Background: The intercellular adhesion molecule ICAM-1 has been detected by immunohistochemical methods on epithelial cells of the conjunctiva and nose during allergic inflammation.
Objective: The aim of the present study was to evaluate whether ICAM-1 expression on conjunctival epithelium derives from endogenous synthesis or is merely due to passive uptake of soluble ICAM-1 released from inflammatory cells.
Methods: In situ hybridization was performed using a 3' end dygoxygenin-labelled specific DNA oligonucleotide probe on fixed conjunctival smears from allergic subjects challenged with, or naturally exposed to the allergen, and from healthy subjects. Immunocytochemistry for ICAM-1 was performed by alkaline phosphatase antialkaline phosphatase.

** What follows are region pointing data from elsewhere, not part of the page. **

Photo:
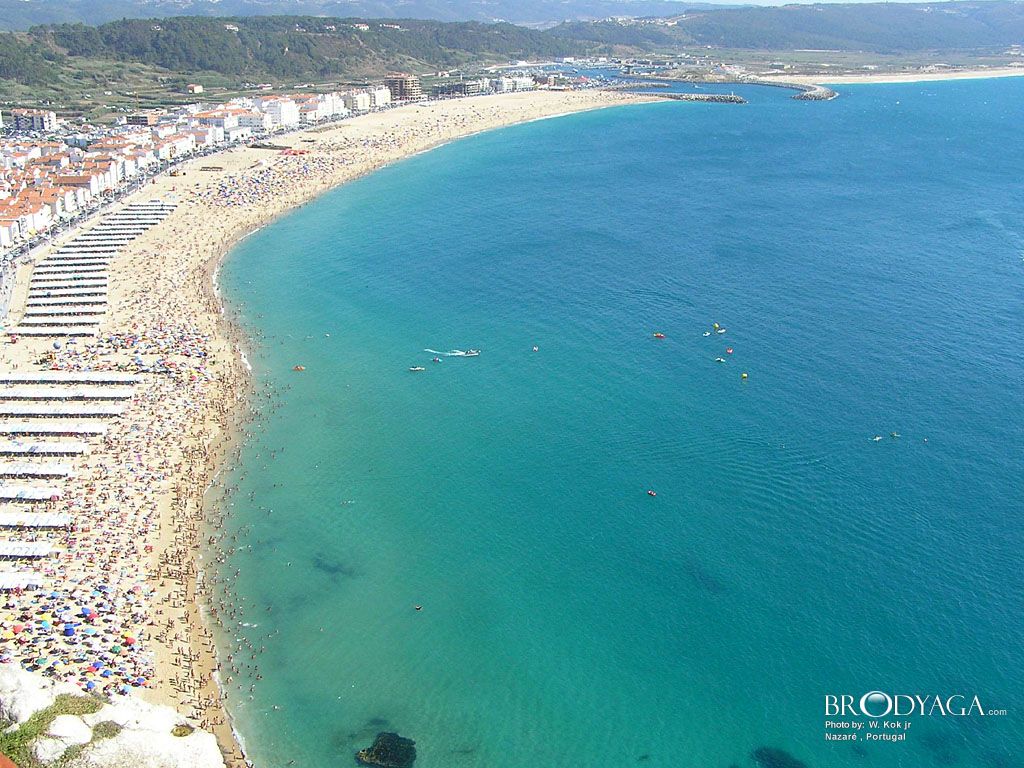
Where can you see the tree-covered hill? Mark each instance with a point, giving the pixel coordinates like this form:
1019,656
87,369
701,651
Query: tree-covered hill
20,14
300,46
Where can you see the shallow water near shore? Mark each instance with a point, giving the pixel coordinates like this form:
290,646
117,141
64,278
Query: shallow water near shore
866,257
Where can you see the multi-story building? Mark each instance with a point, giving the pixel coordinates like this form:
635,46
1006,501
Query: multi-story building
34,120
146,118
403,87
357,100
284,112
380,95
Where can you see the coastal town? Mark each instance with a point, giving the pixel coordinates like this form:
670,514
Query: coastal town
54,171
121,380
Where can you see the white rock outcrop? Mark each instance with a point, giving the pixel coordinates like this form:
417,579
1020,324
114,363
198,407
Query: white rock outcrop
71,729
23,693
145,739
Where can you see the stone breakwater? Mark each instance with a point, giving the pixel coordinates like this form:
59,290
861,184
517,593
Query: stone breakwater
807,92
721,98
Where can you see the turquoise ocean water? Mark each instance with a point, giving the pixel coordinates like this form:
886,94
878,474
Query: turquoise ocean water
866,257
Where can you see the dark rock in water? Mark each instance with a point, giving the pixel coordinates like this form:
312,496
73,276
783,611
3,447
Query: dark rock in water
389,751
333,568
768,757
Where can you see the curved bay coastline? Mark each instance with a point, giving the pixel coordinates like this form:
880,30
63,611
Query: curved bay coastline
250,188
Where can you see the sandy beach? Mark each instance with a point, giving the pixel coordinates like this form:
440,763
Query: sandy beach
906,77
137,496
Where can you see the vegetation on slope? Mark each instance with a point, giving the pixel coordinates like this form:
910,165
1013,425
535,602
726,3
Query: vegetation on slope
300,46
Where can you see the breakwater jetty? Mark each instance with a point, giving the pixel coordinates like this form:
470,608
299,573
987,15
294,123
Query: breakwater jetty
722,98
806,92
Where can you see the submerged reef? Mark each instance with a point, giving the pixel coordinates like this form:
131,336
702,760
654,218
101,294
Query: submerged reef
388,751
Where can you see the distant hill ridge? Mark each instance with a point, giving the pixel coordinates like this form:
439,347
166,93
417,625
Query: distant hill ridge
315,47
20,14
884,28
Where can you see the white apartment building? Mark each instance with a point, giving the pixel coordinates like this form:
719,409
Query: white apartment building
357,100
380,95
34,120
284,112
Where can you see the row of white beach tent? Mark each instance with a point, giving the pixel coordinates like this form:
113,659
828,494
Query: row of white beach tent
68,291
35,407
48,418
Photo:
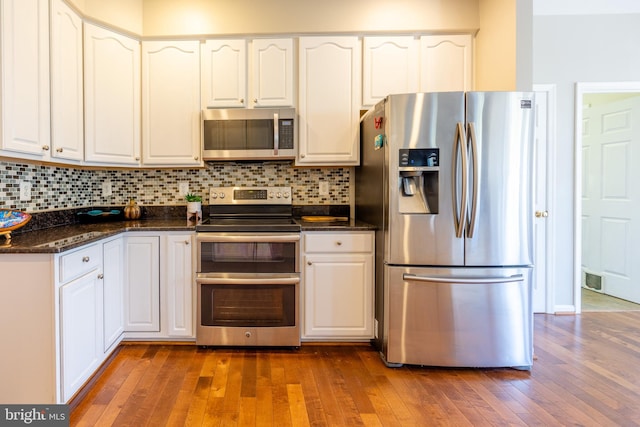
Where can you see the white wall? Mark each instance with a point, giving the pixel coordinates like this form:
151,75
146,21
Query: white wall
575,45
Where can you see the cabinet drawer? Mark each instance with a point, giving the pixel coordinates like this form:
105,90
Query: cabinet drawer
338,242
79,262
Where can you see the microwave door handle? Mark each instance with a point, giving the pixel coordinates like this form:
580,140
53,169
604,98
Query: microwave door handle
276,133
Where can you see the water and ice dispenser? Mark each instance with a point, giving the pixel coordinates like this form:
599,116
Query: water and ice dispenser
418,170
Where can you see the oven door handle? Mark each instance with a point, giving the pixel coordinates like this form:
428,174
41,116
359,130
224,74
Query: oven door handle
248,238
255,280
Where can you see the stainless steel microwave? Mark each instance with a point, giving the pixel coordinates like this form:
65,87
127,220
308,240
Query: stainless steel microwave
249,134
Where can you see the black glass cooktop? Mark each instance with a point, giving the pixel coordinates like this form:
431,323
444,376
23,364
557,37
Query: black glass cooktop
248,224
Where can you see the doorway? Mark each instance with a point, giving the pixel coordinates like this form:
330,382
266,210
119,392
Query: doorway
607,225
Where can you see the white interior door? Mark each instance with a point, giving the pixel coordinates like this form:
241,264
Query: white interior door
542,301
610,194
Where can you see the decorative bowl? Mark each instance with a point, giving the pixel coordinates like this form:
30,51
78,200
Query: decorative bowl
12,220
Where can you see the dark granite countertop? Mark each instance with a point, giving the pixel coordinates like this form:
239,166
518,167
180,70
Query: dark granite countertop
66,237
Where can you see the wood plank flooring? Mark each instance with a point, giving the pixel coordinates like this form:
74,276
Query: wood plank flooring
586,373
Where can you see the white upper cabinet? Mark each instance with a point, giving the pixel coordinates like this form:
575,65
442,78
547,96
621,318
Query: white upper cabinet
24,82
171,103
272,73
67,109
112,97
446,63
329,100
224,73
390,65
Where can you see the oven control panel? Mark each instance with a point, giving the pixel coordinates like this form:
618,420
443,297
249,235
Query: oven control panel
250,195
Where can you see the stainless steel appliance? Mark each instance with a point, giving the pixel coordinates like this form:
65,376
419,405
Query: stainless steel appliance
248,272
249,134
446,178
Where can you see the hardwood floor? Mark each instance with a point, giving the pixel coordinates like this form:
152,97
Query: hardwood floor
586,373
595,301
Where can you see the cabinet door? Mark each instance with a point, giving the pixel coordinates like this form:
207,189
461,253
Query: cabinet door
112,97
224,73
446,63
177,259
390,65
81,331
113,291
272,72
24,83
329,104
142,283
338,292
67,108
171,103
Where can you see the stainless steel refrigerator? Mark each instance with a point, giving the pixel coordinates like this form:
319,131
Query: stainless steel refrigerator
447,179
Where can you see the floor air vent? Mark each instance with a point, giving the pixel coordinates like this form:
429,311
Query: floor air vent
593,281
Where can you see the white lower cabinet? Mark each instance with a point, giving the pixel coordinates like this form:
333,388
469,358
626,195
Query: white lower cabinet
79,281
113,291
177,277
159,299
142,283
338,271
81,331
77,302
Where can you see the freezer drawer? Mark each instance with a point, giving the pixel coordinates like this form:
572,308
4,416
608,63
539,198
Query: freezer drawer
458,317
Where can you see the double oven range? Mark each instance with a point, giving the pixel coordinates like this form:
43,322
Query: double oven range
248,272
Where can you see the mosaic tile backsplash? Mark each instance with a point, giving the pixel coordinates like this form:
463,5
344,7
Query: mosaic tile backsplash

Results: In allergic patients, both naturally exposed to the allergen and after specific challenge, a clear hybridization pattern on epithelial cells was apparent. Out of allergen exposure, some symptomfree pollinosic subjects, as well as a few healthy volunteers showed mild ICAM-1 mRNA cytoplasmic staining in the absence of immunohistochemically detectable ICAM-1. This finding may explain the very early appearance of ICAM-1 on conjunctival epithelium following specific challenge in allergic individuals.
Conclusions: These results indicate that the presence of ICAM-1 on conjunctival epithelium during allergic inflammation derives from endogenous synthesis and not from uptake of soluble ICAM-1.